Authored by cdevadas on Apr 21 2022, 12:16 PM.

Details

Summary

SILowerSGPRSpills pass handles the lowering of SGPR spills
into VGPR lanes. Some SGPR spills are handled later during
PEI. There is a common function used in both places to find
the free VGPR lane. This patch eliminates that dependency to
find the free VGPR by handling it separately for PEI. It is a
prerequisite patch for a future work to allow SGPR spills to
virtual VGPR lanes during SILowerSGPRSpills.

Diff Detail

Event Timeline

cdevadas created this revision.Apr 21 2022, 12:16 PM
Herald added a project: Restricted Project. · View Herald TranscriptApr 21 2022, 12:16 PM
cdevadas requested review of this revision.Apr 21 2022, 12:16 PM
Herald added a project: Restricted Project. · View Herald TranscriptApr 21 2022, 12:16 PM
foad added inline comments.Apr 22 2022, 3:05 AM
llvm/test/CodeGen/AMDGPU/GlobalISel/assert-align.ll
12

Seems like a regression. Does this get fixed by a later patch?

cdevadas added inline comments.Apr 25 2022, 4:20 AM
llvm/test/CodeGen/AMDGPU/GlobalISel/assert-align.ll
12

Yes, it is.
With spilling SGPRs into virtual VPGR lanes, it won't directly be possible to track the unused lanes of the physical VGPR allocated for the last virtual register created during SILowerSGPRSpills pass.
Going to insert a custom pass in the VGPR regalloc pipeline to map the physReg from virtRegMap. In that way, we can reuse the VGPR for any custom SGPR spills during PEI if free lanes are available.
However, this regression can only be avoided for higher optimization levels. The regallocfastdoesn't provide a way to correctly map a virtual to PhysReg and we can't avoid this extra VGPR usage when compiled for -O0.

arsenm added inline comments.Apr 25 2022, 1:44 PM
llvm/test/CodeGen/AMDGPU/GlobalISel/assert-align.ll
12

I'm not sure a separate pass using VirtRegMap is the right solution to merging spill VGPRs of different SGPRs, but either way this is a separate optimization that needs to be re-implemented.

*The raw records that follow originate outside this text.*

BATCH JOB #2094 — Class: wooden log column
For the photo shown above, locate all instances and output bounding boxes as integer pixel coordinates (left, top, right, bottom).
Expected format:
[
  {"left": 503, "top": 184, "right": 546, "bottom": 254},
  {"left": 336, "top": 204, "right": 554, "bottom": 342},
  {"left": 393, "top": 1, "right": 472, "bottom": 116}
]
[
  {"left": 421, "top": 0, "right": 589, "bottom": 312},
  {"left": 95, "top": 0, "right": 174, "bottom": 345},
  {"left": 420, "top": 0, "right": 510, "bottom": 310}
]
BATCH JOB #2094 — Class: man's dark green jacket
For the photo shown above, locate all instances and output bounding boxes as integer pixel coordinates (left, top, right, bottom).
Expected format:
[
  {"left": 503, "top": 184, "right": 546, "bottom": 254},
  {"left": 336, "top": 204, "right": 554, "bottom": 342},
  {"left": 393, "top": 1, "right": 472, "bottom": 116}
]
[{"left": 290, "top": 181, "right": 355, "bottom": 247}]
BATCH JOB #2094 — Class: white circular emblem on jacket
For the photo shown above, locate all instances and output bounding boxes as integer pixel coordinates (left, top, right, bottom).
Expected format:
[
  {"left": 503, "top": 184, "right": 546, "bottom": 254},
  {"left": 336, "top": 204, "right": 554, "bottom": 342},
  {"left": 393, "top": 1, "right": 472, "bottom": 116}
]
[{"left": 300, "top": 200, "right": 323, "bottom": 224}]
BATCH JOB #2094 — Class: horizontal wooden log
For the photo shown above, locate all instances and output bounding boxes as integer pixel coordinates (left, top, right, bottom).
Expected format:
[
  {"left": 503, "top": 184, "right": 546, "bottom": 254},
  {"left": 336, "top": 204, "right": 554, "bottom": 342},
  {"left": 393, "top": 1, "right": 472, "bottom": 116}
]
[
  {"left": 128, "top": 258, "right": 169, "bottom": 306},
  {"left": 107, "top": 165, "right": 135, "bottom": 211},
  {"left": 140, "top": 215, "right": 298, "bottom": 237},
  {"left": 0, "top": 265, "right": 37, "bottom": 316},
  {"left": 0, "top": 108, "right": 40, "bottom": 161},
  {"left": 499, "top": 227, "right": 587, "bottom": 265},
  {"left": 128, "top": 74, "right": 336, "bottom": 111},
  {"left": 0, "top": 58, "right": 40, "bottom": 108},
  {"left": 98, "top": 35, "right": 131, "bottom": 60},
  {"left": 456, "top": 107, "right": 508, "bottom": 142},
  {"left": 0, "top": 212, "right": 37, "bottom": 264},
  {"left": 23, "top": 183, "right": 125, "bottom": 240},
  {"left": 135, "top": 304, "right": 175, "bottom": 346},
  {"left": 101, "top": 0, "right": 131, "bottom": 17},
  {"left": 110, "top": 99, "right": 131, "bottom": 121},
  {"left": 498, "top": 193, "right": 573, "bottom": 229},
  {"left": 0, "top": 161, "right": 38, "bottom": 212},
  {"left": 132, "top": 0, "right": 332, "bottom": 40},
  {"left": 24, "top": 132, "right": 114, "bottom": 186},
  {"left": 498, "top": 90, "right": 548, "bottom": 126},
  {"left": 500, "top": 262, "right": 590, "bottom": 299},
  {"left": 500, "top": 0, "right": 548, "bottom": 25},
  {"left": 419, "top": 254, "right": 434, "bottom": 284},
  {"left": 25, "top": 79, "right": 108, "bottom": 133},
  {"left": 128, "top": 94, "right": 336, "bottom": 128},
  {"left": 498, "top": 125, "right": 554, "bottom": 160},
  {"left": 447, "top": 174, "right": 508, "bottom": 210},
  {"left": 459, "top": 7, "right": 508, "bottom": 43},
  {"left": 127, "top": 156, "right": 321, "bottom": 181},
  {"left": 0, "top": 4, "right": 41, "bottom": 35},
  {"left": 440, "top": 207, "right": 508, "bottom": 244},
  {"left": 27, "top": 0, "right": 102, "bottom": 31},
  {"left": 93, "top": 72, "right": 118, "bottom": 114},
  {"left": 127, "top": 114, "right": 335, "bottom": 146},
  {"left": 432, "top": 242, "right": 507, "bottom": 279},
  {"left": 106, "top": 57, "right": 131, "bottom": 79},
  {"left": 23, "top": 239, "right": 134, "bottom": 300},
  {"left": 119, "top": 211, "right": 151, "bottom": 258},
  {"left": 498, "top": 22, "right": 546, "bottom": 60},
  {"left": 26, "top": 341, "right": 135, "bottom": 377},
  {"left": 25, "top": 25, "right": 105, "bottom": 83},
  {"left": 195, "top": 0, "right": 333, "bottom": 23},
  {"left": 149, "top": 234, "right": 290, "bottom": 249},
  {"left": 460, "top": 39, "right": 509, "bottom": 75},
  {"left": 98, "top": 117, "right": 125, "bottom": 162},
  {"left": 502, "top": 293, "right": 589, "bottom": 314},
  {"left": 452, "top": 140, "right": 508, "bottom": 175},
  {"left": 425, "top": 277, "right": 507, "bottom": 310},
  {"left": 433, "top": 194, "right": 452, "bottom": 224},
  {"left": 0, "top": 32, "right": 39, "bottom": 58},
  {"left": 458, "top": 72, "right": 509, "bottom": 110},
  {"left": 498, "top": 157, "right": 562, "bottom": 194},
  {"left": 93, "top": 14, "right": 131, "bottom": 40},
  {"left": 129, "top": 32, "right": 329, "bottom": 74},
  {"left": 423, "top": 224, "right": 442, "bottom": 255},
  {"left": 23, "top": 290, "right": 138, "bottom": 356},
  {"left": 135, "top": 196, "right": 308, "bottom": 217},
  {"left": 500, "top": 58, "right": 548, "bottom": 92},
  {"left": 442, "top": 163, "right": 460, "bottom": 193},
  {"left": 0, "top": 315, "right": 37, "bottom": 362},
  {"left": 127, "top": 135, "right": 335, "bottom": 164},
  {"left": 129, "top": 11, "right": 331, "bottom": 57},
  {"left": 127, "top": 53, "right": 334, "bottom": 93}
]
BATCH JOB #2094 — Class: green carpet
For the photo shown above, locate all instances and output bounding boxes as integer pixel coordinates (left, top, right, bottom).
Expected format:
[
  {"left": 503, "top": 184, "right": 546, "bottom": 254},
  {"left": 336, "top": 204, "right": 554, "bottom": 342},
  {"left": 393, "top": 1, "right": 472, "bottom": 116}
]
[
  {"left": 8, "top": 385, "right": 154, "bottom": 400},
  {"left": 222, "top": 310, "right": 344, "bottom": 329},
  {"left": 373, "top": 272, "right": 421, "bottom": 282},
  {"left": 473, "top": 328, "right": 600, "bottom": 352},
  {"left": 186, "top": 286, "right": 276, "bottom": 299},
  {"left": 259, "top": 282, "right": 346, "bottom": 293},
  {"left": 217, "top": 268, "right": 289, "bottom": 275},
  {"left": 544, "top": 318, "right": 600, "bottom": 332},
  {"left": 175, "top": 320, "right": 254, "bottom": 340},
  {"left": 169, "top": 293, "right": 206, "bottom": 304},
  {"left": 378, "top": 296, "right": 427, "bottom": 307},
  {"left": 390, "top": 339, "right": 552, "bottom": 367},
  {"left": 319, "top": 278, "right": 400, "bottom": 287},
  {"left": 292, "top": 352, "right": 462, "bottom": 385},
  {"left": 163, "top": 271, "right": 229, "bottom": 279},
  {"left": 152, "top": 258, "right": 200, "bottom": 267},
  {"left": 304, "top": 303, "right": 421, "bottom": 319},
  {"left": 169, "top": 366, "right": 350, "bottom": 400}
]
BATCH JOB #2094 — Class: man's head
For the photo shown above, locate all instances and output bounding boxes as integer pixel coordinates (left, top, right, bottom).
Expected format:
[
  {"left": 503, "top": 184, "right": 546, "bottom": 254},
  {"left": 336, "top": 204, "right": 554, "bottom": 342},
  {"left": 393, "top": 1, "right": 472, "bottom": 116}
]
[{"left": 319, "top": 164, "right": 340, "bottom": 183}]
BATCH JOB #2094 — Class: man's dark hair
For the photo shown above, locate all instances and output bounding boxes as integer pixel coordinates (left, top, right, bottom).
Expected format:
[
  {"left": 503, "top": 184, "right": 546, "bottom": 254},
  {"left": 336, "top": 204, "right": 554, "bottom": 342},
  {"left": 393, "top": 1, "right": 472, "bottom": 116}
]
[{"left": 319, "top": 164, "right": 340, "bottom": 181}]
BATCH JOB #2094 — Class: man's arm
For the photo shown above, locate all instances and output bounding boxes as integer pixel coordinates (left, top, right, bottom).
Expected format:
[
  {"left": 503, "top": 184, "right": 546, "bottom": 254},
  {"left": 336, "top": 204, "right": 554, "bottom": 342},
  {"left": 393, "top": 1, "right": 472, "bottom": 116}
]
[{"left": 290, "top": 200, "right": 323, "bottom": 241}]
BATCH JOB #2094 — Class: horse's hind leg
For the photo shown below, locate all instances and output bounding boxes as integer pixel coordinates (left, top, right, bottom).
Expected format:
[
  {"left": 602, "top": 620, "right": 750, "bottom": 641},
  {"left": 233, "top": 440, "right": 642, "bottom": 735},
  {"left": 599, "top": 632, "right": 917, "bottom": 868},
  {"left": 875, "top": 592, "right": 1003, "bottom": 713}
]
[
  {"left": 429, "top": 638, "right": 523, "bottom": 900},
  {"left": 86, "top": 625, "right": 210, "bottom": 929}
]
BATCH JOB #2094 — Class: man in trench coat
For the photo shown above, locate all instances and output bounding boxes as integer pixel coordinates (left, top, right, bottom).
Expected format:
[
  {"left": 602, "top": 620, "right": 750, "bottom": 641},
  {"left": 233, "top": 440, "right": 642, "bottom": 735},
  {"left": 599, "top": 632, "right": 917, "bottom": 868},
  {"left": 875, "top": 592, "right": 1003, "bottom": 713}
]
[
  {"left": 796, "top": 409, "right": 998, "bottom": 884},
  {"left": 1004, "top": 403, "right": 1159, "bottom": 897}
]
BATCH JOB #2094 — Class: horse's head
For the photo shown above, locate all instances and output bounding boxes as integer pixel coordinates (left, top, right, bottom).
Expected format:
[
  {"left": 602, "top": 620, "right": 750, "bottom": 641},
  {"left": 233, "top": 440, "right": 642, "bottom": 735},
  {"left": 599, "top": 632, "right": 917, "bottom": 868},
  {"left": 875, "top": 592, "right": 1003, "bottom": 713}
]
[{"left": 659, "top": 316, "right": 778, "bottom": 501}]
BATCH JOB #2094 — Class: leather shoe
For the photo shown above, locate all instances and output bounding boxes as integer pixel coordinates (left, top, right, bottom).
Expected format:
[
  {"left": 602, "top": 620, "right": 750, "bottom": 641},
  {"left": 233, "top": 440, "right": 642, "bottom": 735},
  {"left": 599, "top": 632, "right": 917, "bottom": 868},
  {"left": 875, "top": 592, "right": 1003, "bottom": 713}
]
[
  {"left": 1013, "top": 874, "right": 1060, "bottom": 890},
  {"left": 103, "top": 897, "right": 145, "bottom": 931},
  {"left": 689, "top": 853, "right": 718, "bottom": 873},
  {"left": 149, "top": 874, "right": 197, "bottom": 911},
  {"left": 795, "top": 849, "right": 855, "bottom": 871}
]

cdevadas added inline comments.Apr 26 2022, 3:45 AM
llvm/test/CodeGen/AMDGPU/GlobalISel/assert-align.ll
12

It's worth implementing when it comes to saving a VGPR.
Yep, planning it as a separate patch.

cdevadas updated this revision to Diff 440292.Jun 27 2022, 10:05 AM

Code rebase

arsenm added inline comments.Jun 28 2022, 11:51 AM
llvm/lib/Target/AMDGPU/SIMachineFunctionInfo.h
442

Needs to document what "custom" means. Also the fact that it's not serialized makes me nervous. However, that should be OK since this is only set and read in PEI so it should be OK. Ideally we would have somewhere else to put it

cdevadas updated this revision to Diff 440730.Jun 28 2022, 12:51 PM

Added a meaningful comment for SGPRToVGPRCustomSpills.

arsenm added inline comments.Jun 28 2022, 3:41 PM
llvm/lib/Target/AMDGPU/SIMachineFunctionInfo.h
449

Isn't this count implied by SGPRToVGPRCustomSpills.size()? I'd like to avoid multiplying the number of unserialized fields

cdevadas added inline comments.Sep 23 2022, 5:37 AM
llvm/lib/Target/AMDGPU/SIMachineFunctionInfo.h
449

Currently, the function SIMachineFunctionInfo::allocateSGPRSpillToVGPR needs this variable to choose the num spills between the SILowerSGPRSpills pass and the custom spills later during FrameLowering. I'm planning to move these functions entirely out of SIMachineFunctionInfo and can avoid these variables entirely.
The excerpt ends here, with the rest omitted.